旭川では、銘柄は聞かなかったが、一升瓶の地の赤ワインを飲んだ。ブーケは物足りなかったが、色もよくて適当に渋味もあり、まあまあのワインだった。
ヨーロッパのワインに追いつくまでになるのはまだまだ先の事と思うが、嗜好が高まれば、器用な日本人のことだから、いいワインを作るだろう。日本で飲む舶来のワインは、あまりにも高すぎる。
函館では、久しぶりに旨い毛ガニ[#「毛ガニ」に傍点]にありついた。一匹九〇〇グラムもある大物だ。
土地の人に「今が旬ですよ」と言われたが、私が毛ガニの|丸《まる》|物《もの》にお目にかかったのは、戦後も二〇年を経てからのことなので、いつが本当の旬なのかよく知らない。
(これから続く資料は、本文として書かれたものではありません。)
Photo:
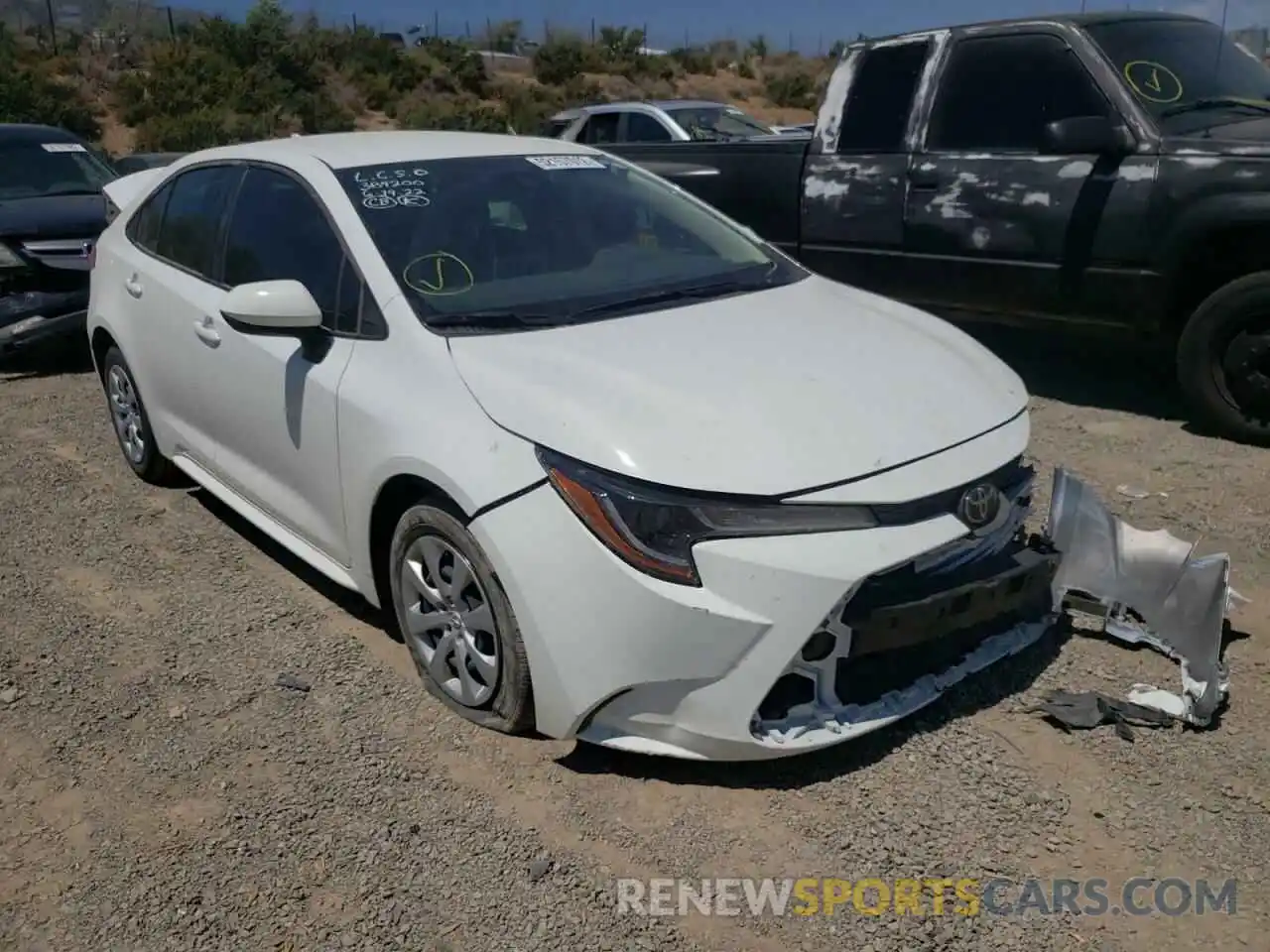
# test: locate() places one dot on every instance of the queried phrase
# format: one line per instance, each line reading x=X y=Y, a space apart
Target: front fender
x=1205 y=217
ただ、現在の主な漁場はオホーツク海と道東太平洋岸で、同じ北海道でも盛漁期が違うようだ。
オホーツク側では夏が旬だといい、道東では冬が旬だという。カニは脱皮を繰り返して大きくなるが、道東では春が近くなると脱皮し、オホーツク海では五月が脱皮期であるという。
函館で食べたのだから、多分、道東ものだと思う。とすれば、ちょっとおかしな言い廻しだが、旬の最後に獲れたカニなのかも知れない。
しかし、そんな|穿《せん》|鑿《さく》は抜きにして、ゆでた毛ガニの甲羅を剥いで汁気たっぷりの味噌や真白なむき身をせせると、よくぞ北海道に来たと思う。